音楽と朗読どちらが好きか?と言われたら、朗読を選ぶというのはやっぱり珍しいのだろうか。
決して音楽は嫌いではない。表現的な青年の王道、バンド活動だってしていたし、僕は
デタラメ鼻歌の名人だ。
でも、心が疲れたとき、音楽よりも朗読を選ぶ。
朗読というのも語弊がある。
人の声。自分に向けて語られている言葉ではなくて、なんとはなしになにかの文章を読んでいる声。それくらいがちょうどいい。
その人がその人自身の気持ちを書いた文章ではダメ。
へんに表現されているのは聴いていてしんどい。
音楽も邪魔。
ちょうどそういうのが欲しくなる精神状態があるというのが正しいかもしれない。
例えば、色々な仕事で頭が煩雑になって、もう収拾が付かなくなっている時とか。些細な辛いことでなんとなく全てのことがわずらわしくなっている時がちょうどいい。
そんな時、音楽でジャジャーン
「元気出せや!」と肩を思いっきり叩かれたら、なんかすごく厭。
なにげない朗読の意味を追うのではなくて、遠くで声が響いている感じがいい。ただ、言葉の抑揚が、
心をやさしくマッサージしてくれるということがある。
しかし、そんな都合のいい朗読というのは滅多にない。どれもこれも表現衝動に溢れている。それではこちらが疲れる。

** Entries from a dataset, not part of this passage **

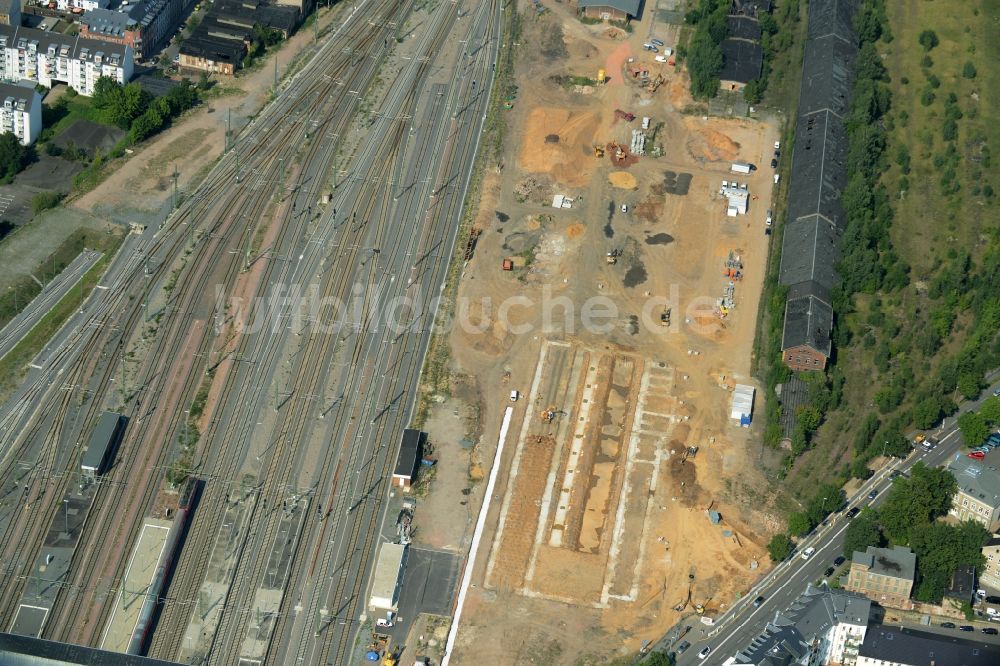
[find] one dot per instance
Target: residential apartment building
(896, 646)
(85, 5)
(822, 626)
(884, 575)
(978, 494)
(48, 58)
(10, 12)
(21, 112)
(990, 575)
(145, 25)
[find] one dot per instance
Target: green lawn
(933, 223)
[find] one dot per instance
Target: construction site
(628, 496)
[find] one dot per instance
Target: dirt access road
(600, 524)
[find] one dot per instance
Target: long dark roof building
(895, 645)
(809, 250)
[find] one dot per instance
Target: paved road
(742, 622)
(52, 293)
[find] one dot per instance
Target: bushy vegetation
(909, 517)
(704, 51)
(132, 108)
(13, 157)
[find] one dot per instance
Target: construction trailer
(388, 577)
(742, 410)
(411, 450)
(103, 442)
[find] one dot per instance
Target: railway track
(184, 218)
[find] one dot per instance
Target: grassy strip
(17, 295)
(435, 377)
(13, 365)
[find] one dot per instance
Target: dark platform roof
(743, 27)
(201, 45)
(827, 76)
(832, 17)
(741, 60)
(809, 252)
(102, 441)
(909, 646)
(630, 7)
(819, 172)
(409, 453)
(26, 651)
(808, 321)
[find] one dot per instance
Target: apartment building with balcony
(821, 626)
(978, 494)
(49, 58)
(21, 112)
(884, 575)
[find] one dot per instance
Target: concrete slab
(429, 581)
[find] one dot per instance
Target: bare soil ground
(599, 525)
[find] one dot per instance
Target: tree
(928, 39)
(942, 548)
(780, 547)
(926, 412)
(861, 532)
(973, 427)
(915, 502)
(13, 157)
(799, 524)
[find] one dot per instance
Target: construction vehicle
(681, 606)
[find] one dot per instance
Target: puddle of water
(635, 275)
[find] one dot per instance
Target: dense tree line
(132, 108)
(13, 157)
(704, 51)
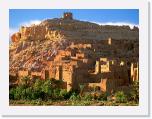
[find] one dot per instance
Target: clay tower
(68, 15)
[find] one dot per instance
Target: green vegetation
(49, 92)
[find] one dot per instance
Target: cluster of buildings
(101, 64)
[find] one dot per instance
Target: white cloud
(29, 23)
(117, 24)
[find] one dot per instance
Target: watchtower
(68, 15)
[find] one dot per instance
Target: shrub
(63, 93)
(120, 97)
(134, 94)
(74, 97)
(88, 97)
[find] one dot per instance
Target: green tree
(81, 89)
(120, 97)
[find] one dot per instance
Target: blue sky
(18, 17)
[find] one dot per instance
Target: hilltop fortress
(76, 52)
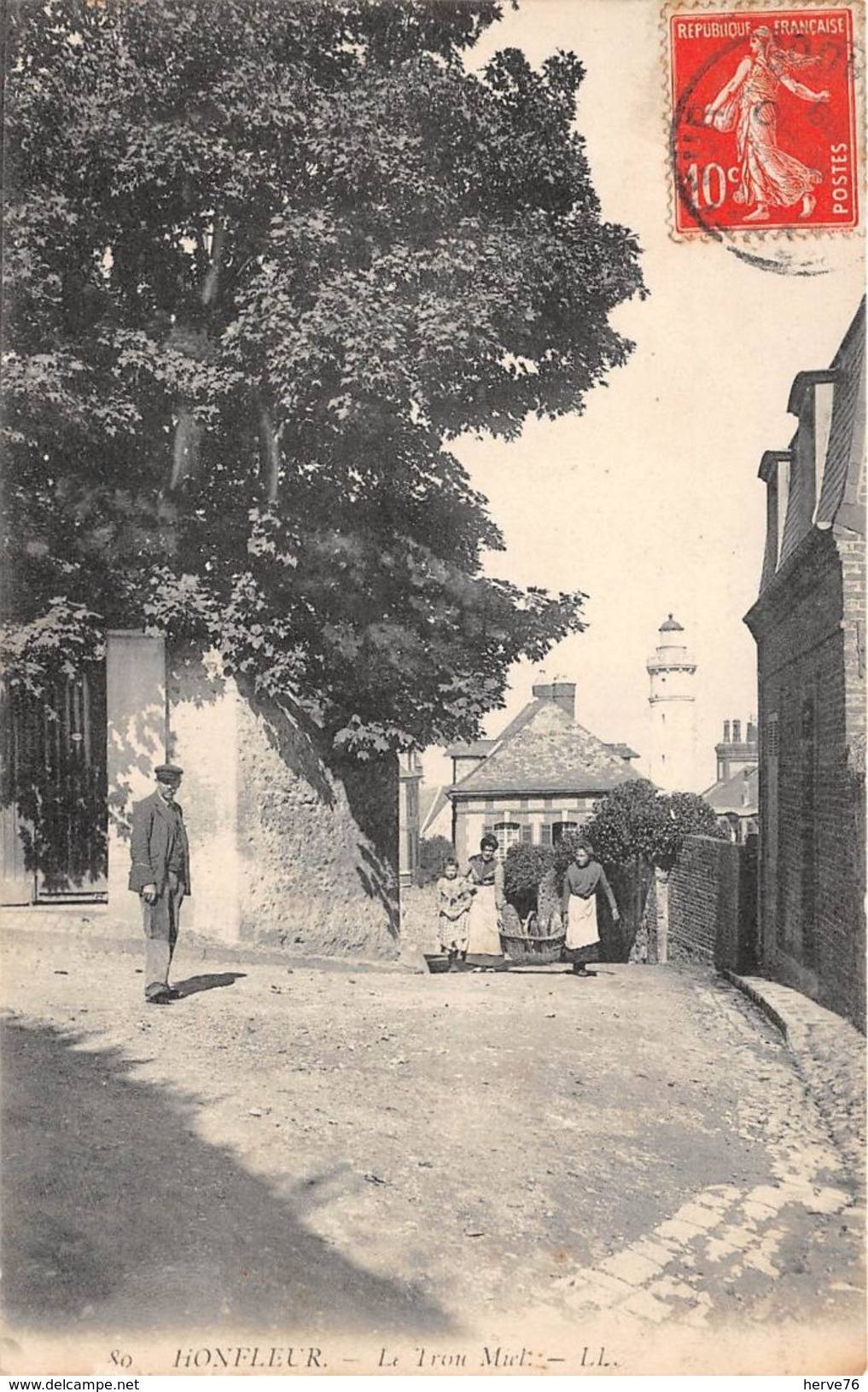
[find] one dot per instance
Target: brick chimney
(559, 690)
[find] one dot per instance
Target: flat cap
(167, 773)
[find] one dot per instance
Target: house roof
(432, 802)
(477, 749)
(739, 792)
(622, 750)
(545, 752)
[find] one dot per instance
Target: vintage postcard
(433, 710)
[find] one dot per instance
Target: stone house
(810, 630)
(288, 845)
(537, 781)
(735, 795)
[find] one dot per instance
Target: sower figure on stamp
(160, 877)
(749, 102)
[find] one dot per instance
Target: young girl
(583, 878)
(455, 897)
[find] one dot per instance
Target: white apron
(483, 937)
(582, 930)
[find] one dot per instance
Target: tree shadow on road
(117, 1214)
(207, 981)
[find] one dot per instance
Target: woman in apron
(583, 878)
(486, 878)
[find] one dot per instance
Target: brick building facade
(810, 630)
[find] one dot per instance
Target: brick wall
(810, 632)
(713, 904)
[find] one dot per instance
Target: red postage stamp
(762, 120)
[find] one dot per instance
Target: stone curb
(203, 950)
(830, 1054)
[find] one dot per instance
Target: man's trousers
(160, 923)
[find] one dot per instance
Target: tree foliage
(635, 822)
(265, 260)
(433, 855)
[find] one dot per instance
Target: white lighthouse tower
(673, 705)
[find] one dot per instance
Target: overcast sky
(650, 501)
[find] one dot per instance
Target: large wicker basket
(529, 951)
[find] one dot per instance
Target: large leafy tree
(265, 260)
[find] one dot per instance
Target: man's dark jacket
(150, 842)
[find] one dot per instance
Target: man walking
(160, 877)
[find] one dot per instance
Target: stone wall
(285, 851)
(713, 905)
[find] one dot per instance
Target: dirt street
(616, 1174)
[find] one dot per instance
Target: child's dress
(455, 898)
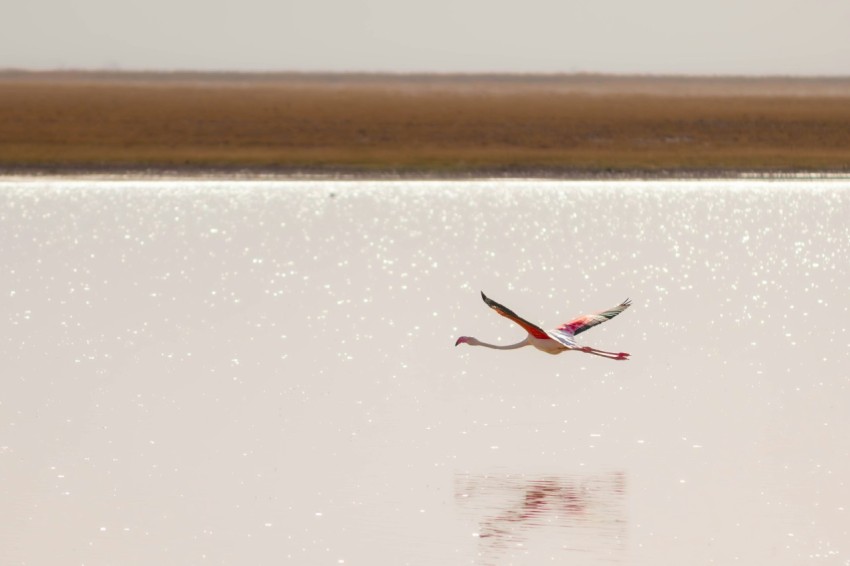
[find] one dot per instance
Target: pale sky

昔、言葉の収集をしていた。こっそり、ボイスレコーダーを忍ばせ、人の会話を録音する。その音質をお風呂の中のようにモコモコにして、寝るときなどに聴いていた。
スヤスヤとてもよく眠れる。
最近はとても素敵なCDを見つけた。
「にほんごであそぼ」の全4巻セットのCD。これが僕の宝物。自転車通勤の行きと帰りの往復2時間弱、ずっとそれを聴いている。

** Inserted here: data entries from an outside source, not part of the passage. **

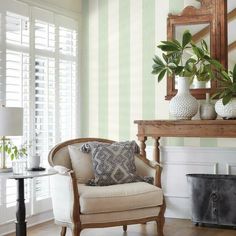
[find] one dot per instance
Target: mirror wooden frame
(213, 12)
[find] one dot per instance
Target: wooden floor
(173, 227)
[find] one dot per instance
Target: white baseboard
(9, 227)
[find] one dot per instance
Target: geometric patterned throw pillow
(114, 164)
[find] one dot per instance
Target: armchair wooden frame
(76, 225)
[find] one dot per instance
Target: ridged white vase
(183, 106)
(227, 111)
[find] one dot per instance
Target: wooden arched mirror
(204, 22)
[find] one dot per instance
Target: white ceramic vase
(34, 161)
(227, 111)
(183, 106)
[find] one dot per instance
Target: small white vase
(183, 106)
(227, 111)
(34, 161)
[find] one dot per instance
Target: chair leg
(76, 230)
(160, 226)
(63, 231)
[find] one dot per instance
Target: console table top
(186, 128)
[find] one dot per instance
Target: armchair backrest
(59, 155)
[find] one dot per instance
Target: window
(38, 70)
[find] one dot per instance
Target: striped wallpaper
(119, 39)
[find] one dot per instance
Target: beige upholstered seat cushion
(120, 197)
(81, 164)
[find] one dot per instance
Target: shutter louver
(17, 29)
(44, 36)
(67, 39)
(67, 101)
(44, 116)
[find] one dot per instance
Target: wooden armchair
(78, 206)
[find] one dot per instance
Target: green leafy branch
(199, 64)
(13, 151)
(227, 88)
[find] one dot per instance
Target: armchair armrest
(65, 197)
(146, 167)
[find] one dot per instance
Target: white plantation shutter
(38, 70)
(44, 117)
(67, 103)
(68, 41)
(44, 105)
(17, 29)
(44, 36)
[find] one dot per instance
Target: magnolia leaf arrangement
(227, 88)
(199, 63)
(13, 151)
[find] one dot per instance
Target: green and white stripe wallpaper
(119, 39)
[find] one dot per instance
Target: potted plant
(185, 60)
(226, 105)
(17, 154)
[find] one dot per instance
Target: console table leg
(156, 150)
(20, 209)
(143, 146)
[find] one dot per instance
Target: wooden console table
(182, 128)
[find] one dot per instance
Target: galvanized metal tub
(213, 199)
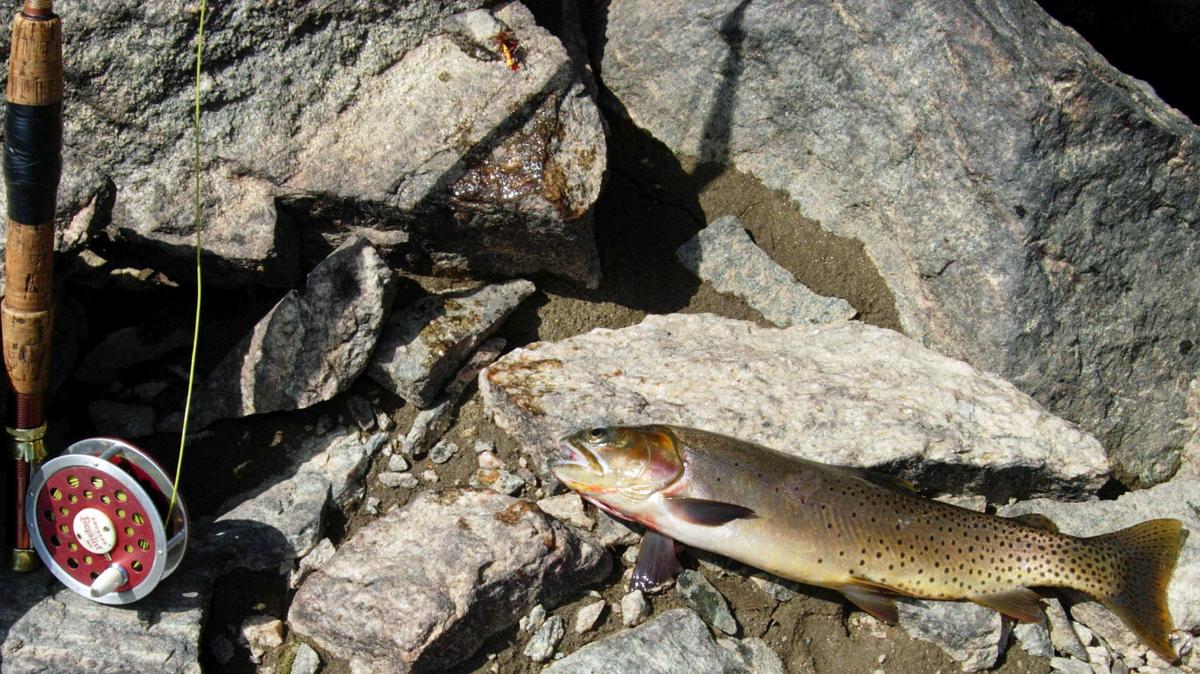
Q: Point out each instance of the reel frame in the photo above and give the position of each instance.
(96, 517)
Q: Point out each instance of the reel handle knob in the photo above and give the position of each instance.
(108, 581)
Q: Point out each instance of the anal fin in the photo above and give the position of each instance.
(657, 563)
(874, 599)
(1020, 603)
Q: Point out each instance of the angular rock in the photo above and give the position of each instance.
(1029, 206)
(634, 608)
(1177, 499)
(329, 151)
(706, 600)
(568, 507)
(499, 168)
(724, 254)
(426, 584)
(431, 423)
(677, 641)
(311, 345)
(544, 642)
(970, 633)
(318, 557)
(843, 393)
(497, 480)
(282, 521)
(48, 627)
(424, 343)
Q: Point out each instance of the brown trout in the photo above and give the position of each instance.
(863, 534)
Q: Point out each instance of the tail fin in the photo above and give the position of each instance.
(1146, 555)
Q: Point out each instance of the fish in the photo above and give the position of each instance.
(867, 535)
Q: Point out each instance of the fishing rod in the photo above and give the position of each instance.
(102, 516)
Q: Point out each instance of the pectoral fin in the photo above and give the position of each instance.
(706, 512)
(1021, 603)
(657, 563)
(874, 600)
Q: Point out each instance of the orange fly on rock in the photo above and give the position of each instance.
(508, 46)
(863, 534)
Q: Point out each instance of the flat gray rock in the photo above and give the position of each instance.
(1031, 209)
(843, 393)
(1177, 499)
(677, 641)
(283, 519)
(311, 345)
(47, 627)
(724, 254)
(424, 343)
(425, 585)
(970, 633)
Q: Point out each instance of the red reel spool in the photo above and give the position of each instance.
(97, 517)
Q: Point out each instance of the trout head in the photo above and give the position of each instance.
(619, 467)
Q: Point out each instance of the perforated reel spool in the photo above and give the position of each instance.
(97, 519)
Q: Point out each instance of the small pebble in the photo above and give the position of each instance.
(306, 660)
(634, 608)
(587, 617)
(487, 459)
(402, 480)
(544, 642)
(534, 619)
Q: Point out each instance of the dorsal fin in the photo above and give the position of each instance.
(885, 480)
(707, 512)
(1037, 521)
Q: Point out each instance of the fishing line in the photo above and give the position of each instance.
(197, 222)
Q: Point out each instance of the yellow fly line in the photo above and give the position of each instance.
(197, 222)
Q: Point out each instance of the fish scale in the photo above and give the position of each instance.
(865, 535)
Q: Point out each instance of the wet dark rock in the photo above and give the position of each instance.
(311, 345)
(1177, 499)
(426, 584)
(839, 393)
(121, 420)
(1031, 209)
(424, 343)
(283, 519)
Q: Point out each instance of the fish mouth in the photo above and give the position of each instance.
(576, 465)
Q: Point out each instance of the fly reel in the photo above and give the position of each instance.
(97, 519)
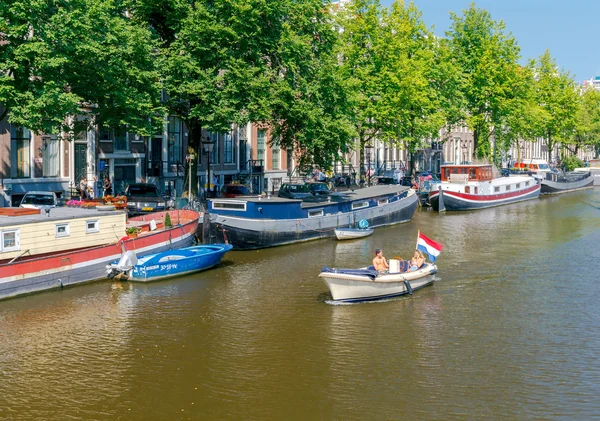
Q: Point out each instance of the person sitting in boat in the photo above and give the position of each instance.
(417, 261)
(379, 262)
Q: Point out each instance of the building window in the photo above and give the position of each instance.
(214, 156)
(10, 240)
(174, 141)
(20, 140)
(275, 157)
(260, 145)
(228, 154)
(50, 151)
(61, 230)
(120, 139)
(92, 226)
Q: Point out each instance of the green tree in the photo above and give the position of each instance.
(81, 57)
(556, 95)
(231, 62)
(587, 126)
(416, 79)
(487, 57)
(361, 66)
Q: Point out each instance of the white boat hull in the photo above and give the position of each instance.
(349, 288)
(352, 233)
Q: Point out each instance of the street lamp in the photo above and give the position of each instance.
(208, 146)
(368, 149)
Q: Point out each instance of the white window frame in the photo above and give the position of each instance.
(96, 227)
(17, 245)
(360, 205)
(67, 232)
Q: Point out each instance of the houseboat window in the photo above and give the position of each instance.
(62, 230)
(92, 226)
(10, 240)
(360, 205)
(237, 206)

子供たちの朗読は本当に素晴らしい。そこに意味は込められていない。言葉の音やリズム、抑揚への喜びだけがある。そして、熟練の者の声とのコラボ。そのメリハリ。とてもバランスがいい。
30分も聴いていると、すっかり頭は空っぽになる。僕もいつかこんな朗読ができたらなとそればかり思う。
本日、ふと、その中にある
「雨ニモマケズ」の鹿児島弁バージョンを聴いているとき、本当に自然にポロポロと涙がこぼれた。自分は悲しくないのに、まるで、いっぱいに水が注がれたコップを傾けるように自然に。
雨いも負けぢ
風いも負けぢ
雪せーも、なっの暑っさにも負けん
じょっな体をもっ
よっなこちゃせじ
いけなこがってんはらかかぢ
いってんしずかにわるちゃい
ひしてん玄米四合と
味噌とちっとばっかいのやせをたも
ないごっもわがおばさんにょんいれぢ
ゆーみききをしわか、ほしてけわすれぢ
のっぱらん、松林んかげん
こまんかかやぶのこやよっせ
・・・
僕は意味に涙しているようではなかった。だって、さっぱり意味が分からない。どうやら、その響きに直接コミットしているらしい。それはとても素敵な体験だった。

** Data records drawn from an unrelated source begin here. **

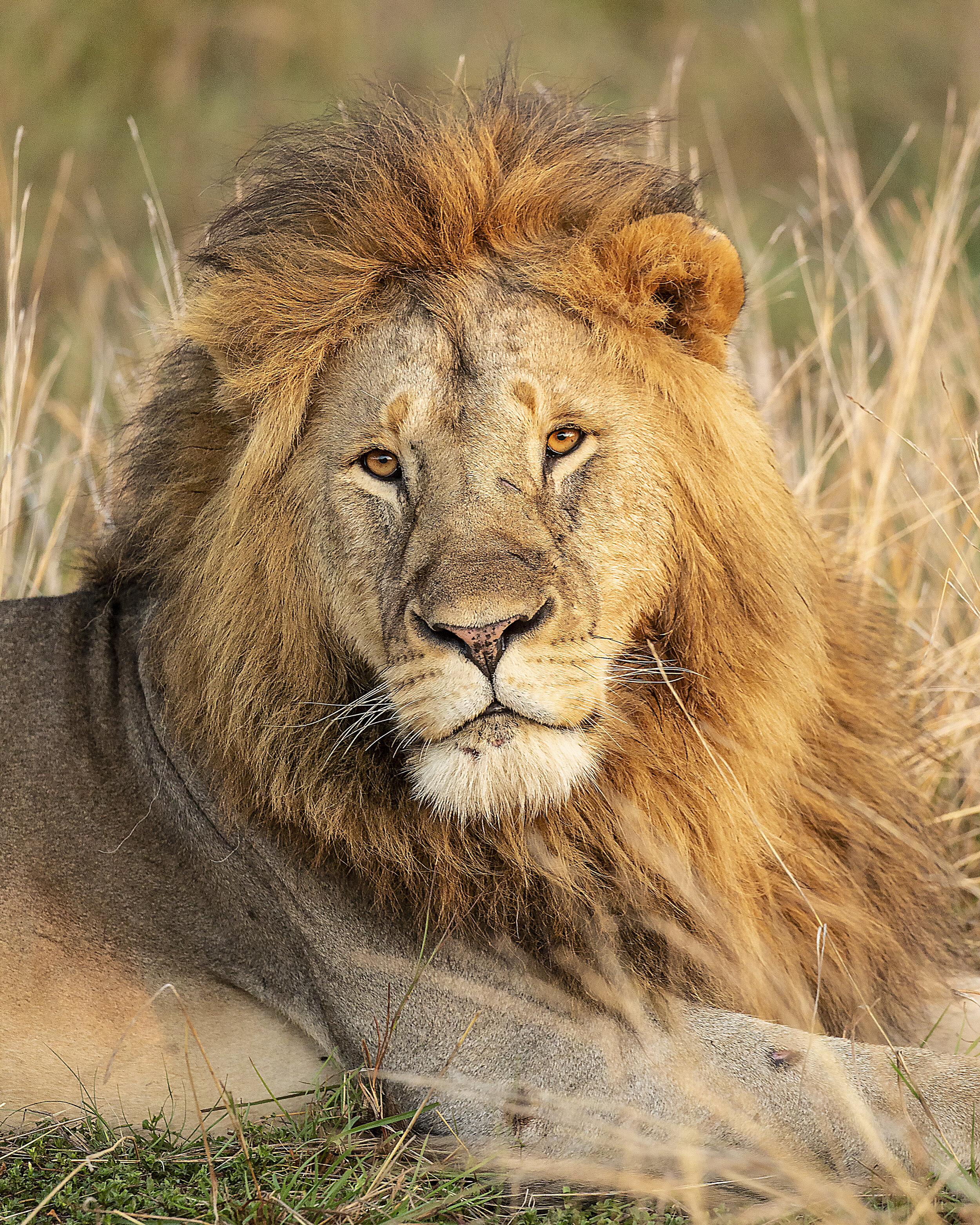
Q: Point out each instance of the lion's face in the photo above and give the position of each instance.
(492, 526)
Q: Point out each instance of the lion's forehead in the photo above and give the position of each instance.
(505, 367)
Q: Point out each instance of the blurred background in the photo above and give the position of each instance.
(204, 80)
(836, 143)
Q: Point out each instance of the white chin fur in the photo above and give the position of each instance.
(492, 773)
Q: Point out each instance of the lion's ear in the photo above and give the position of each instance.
(668, 272)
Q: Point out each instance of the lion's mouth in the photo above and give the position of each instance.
(495, 726)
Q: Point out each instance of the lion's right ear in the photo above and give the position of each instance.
(669, 272)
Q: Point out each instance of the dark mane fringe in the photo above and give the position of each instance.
(705, 886)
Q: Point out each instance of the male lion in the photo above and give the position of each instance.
(452, 587)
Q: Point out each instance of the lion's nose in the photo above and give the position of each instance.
(483, 644)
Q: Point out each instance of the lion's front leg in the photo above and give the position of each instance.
(717, 1100)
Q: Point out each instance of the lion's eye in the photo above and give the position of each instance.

朗読は心がちぢこまって暗いところでうずくまっている時、どんな音楽よりもやさしく、深いところに、月の光のようにやわらかく光を届けてくれる。
少し、朗読というものの良さが分かったような気がした。
でもしかし
「ちんたかなちゃおろいおろいさる」って雨ニモマケズのどのあたりなんだろう…。チンタカした、茶色いおもろい猿がどうかしたのか?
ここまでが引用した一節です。